VB: Your focus is on emerging technology management issues and emerging trends. You must have one of the most interesting jobs, plus it's at Gartner Research.

Jackie Fenn: It is very exciting and always changing. That's the great thing about the emerging trends space.

VB: You are always learning.

Jackie Fenn: That's right, always.

VB: It has been an honor to talk to the leading expert on the Hype Cycle model. Thank you.

Conclusion:
Jackie Fenn and co-author Mark Raskino advise us "The hype cycle offers a simple and clear message to those who want to avoid the traps and enjoy the opportunities: don't invest in an innovation just because it is being hyped, and don't ignore a technology just because it is not living up to early overexpectations."

None of us is immune to the lure of new technologies and innovation. If I think I am, I am fooling myself. If I think I can resist the forces of the hype cycle without a systematic and disciplined framework to guide adoption decisions for new technologies I'm also fooling myself.

The hype cycle explains a lot of things. Now the task is to learn to master it.

Jackie Fenn's Bio:
Jackie Fenn is a vice president and Gartner fellow at Gartner Research, where she focuses on emerging technology management issues and emerging trends. She is the originator of the Gartner Hype Cycle model.

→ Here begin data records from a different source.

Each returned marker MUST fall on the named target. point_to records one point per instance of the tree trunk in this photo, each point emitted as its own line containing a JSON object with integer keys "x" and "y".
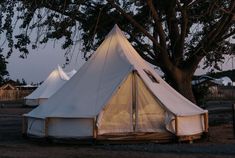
{"x": 181, "y": 81}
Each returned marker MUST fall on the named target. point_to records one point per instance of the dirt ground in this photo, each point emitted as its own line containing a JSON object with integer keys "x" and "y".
{"x": 218, "y": 143}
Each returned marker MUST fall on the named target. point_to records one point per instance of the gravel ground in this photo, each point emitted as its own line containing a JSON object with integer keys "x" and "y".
{"x": 218, "y": 143}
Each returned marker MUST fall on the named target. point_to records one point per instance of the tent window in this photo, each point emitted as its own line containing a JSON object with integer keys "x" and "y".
{"x": 150, "y": 75}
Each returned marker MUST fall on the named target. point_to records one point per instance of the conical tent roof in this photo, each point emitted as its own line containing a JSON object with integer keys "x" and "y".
{"x": 54, "y": 81}
{"x": 71, "y": 73}
{"x": 90, "y": 89}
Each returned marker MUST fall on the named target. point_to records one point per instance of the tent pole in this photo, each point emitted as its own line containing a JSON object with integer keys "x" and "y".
{"x": 46, "y": 126}
{"x": 134, "y": 109}
{"x": 206, "y": 121}
{"x": 24, "y": 125}
{"x": 94, "y": 128}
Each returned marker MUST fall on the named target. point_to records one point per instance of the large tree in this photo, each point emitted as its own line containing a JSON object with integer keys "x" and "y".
{"x": 174, "y": 35}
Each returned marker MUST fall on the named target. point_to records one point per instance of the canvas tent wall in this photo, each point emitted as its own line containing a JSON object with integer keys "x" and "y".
{"x": 71, "y": 73}
{"x": 116, "y": 93}
{"x": 54, "y": 81}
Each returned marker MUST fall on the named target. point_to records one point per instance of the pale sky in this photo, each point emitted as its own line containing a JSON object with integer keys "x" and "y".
{"x": 41, "y": 62}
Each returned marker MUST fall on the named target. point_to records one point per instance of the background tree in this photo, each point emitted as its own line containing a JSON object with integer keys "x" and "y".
{"x": 174, "y": 35}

Prior to joining Gartner she was a principal consultant at Logica North America, where she was responsible for artificial intelligence activities within the United States. She has extensive experience in advanced IT assessment, project management, and system development.

Jackie Fenn is co-author with Mark Raskino of Mastering the Hype Cycle: How to Choose the Right Innovation at the Right Time.

Fenn has a B.S. in Computational Linguistics and Modern Languages from the University of Manchester Institute of Science and Technology in England.